While it is uncommon to already be bagging leaves (up to 10 bags now) and for the birds to already be heading south (I’ve been told by several friends that these portend a long, hard winter), it is not uncommon for a twinge of personal melancholy to set in. While the change is invigorating, for sorts like me it means short days, less sun, and more grey skies. We’ve had a beautiful summer; I’m grateful for that.

In other news…

We discovered the Butterfly House yesterday, and serendipitously, a classmate from Jonah’s new school happened to be there. She said hello to him at least three times before I stepped in and asked Jonah who she was. Thank God for Jane. The BH is rather small, but you can try to tempt the creatures from their flowers with some sugar water on a q-tip. G and J were sweet enough (maybe it’s the calendula shampoo we use) for the butterflies to land on their hand and hair respectively. You can watch a monarch push out of his chrysalis, wings wet and curled.  You can watch a caterpillar hang and build her chysalis. The butterfly’s proboscis is actually in two pieces before they roll it around in their mouths to form a functioning tube. Saw it happen.

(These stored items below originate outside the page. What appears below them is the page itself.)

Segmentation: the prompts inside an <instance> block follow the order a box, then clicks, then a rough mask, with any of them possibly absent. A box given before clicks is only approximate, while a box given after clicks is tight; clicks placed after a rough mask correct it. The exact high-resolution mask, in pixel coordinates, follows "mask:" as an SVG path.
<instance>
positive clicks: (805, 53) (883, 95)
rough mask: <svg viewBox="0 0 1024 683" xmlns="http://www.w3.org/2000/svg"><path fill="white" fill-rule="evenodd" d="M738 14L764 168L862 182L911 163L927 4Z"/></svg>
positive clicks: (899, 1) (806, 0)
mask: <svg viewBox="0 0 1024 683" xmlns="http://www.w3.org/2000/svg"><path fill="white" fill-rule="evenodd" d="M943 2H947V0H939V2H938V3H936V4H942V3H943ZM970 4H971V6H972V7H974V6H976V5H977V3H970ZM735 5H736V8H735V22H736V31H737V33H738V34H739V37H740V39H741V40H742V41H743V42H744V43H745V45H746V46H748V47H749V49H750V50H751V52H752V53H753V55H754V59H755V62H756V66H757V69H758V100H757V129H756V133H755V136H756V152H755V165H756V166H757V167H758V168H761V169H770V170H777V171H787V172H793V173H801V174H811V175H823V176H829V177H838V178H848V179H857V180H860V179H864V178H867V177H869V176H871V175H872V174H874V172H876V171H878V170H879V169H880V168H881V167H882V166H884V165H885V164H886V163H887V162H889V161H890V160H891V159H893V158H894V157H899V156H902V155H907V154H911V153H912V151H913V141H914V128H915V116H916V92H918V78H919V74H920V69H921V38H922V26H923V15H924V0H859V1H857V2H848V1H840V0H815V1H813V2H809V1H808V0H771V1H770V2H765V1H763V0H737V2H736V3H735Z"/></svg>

Just outside the BH is the Log-O-Fun playground. All logs, all the time. Pretty sure it was G’s favorite part of the day. While climbing a particularly tall stump, J said, “This is the Best Day.” We took a short hike, which G immediately said he was too tired for, so I ended up carrying him on my back for thirty minutes up and down and up and through, swatting at the gnats that were determined to lodge themselves in my eye holes, nose holes, ear holes…you get the idea.

I should have ended it with “This is the Best Day,” right?